C'est Frédéric Metz qui est parti le premier. Par une nuit de pleine lune d'été splendide, le prince du design, celui qui a fait du beau une mission pendant plus de 30 ans, formant au passage plusieurs générations de designers québécois, nous a quittés.

Le milieu culturel et médiatique montréalais dont il était un membre actif et pétillant venait à peine de commencer à pleurer sa perte qu'une autre disparition le frappait de plein fouet: celle de l'abbé Gravel qui a succombé au cancer qui le grugeait depuis plusieurs mois.

Et puis, dans un alignement des astres des plus sinistres, les nouvelles nous assénaient un autre coup de massue avec le suicide de Robin Williams.

J'ai un camarade qui croit à la théorie des séries voulant qu'un premier événement, par effet d'entraînement, en déclenche deux ou trois autres similaires, coup sur coup.

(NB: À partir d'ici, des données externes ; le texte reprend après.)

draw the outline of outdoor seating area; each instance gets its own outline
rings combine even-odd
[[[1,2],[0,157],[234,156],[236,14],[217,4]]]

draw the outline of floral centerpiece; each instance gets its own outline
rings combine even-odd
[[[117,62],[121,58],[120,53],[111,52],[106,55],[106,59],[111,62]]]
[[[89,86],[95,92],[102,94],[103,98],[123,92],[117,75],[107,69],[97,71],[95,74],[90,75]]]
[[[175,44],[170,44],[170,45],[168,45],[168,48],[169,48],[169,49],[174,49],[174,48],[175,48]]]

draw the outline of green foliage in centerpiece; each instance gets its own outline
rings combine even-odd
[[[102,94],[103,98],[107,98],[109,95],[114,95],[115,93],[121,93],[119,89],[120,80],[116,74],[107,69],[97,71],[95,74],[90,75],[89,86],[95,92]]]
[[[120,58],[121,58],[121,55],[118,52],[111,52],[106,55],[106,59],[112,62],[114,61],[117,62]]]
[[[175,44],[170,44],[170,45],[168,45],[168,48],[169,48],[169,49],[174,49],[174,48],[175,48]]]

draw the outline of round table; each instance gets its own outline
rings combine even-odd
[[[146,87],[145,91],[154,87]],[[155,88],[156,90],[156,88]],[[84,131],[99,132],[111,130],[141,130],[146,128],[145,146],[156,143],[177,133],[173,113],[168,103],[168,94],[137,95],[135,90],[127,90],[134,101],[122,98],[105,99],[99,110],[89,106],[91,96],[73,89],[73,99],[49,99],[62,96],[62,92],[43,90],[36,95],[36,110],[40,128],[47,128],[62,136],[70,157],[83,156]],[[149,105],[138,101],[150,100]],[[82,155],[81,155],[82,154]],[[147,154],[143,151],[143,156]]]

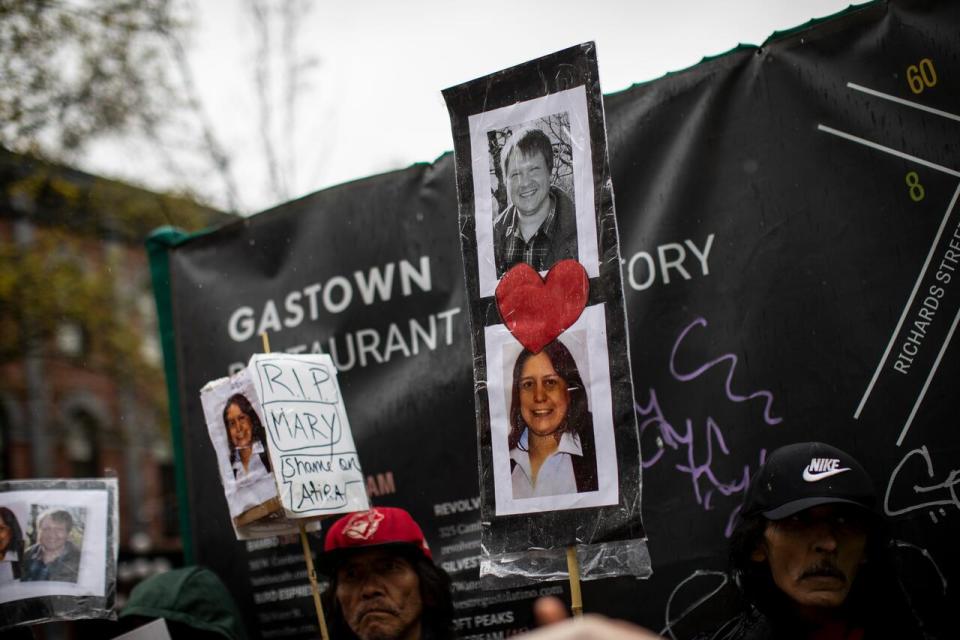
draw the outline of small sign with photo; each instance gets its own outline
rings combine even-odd
[[[115,478],[0,482],[0,628],[113,617],[116,497]]]
[[[234,526],[244,527],[281,511],[263,409],[249,371],[214,380],[200,391],[200,399]]]

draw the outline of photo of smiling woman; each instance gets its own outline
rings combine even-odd
[[[235,393],[223,407],[223,426],[230,443],[230,465],[238,482],[246,478],[270,474],[270,456],[266,448],[266,432],[260,416],[247,397]]]
[[[23,530],[16,514],[0,507],[0,584],[20,579],[23,558]]]
[[[267,422],[249,370],[230,378],[211,380],[200,390],[207,434],[213,445],[237,535],[255,536],[249,527],[273,518],[282,507],[273,477],[276,461],[270,457]]]
[[[513,367],[510,477],[514,499],[597,490],[587,390],[570,351],[554,340],[524,349]]]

C'est une théorie qui vaut ce qu'elle vaut.

Pour ma part, j'ai sentiment que tout cela, c'est la faute du mois d'août, ce mois en forme de mur qui marque à la fois la fin de quelque chose et un éternel recommencement. C'est incroyable le nombre de gens connus qui sont morts en août en commençant par deux grands mythes, Elvis et Marilyn, morts en août, comme des années plus tard, Lady Di, puis Lauren Bacall, hier. Chez nous, c'est au mois d'août que nous avons perdu Felix Leclerc, Jean-Claude Lauzon, Marie-Soleil Tougas, la chanteuse Ève Cournoyer, le comédien Robert Gravel, Hélène Loiselle et maintenant Frédéric Metz et l'abbé Gravel.

Cela ne prouve rien, évidemment, sinon que beau temps ou non, j'haïs le mois d'août!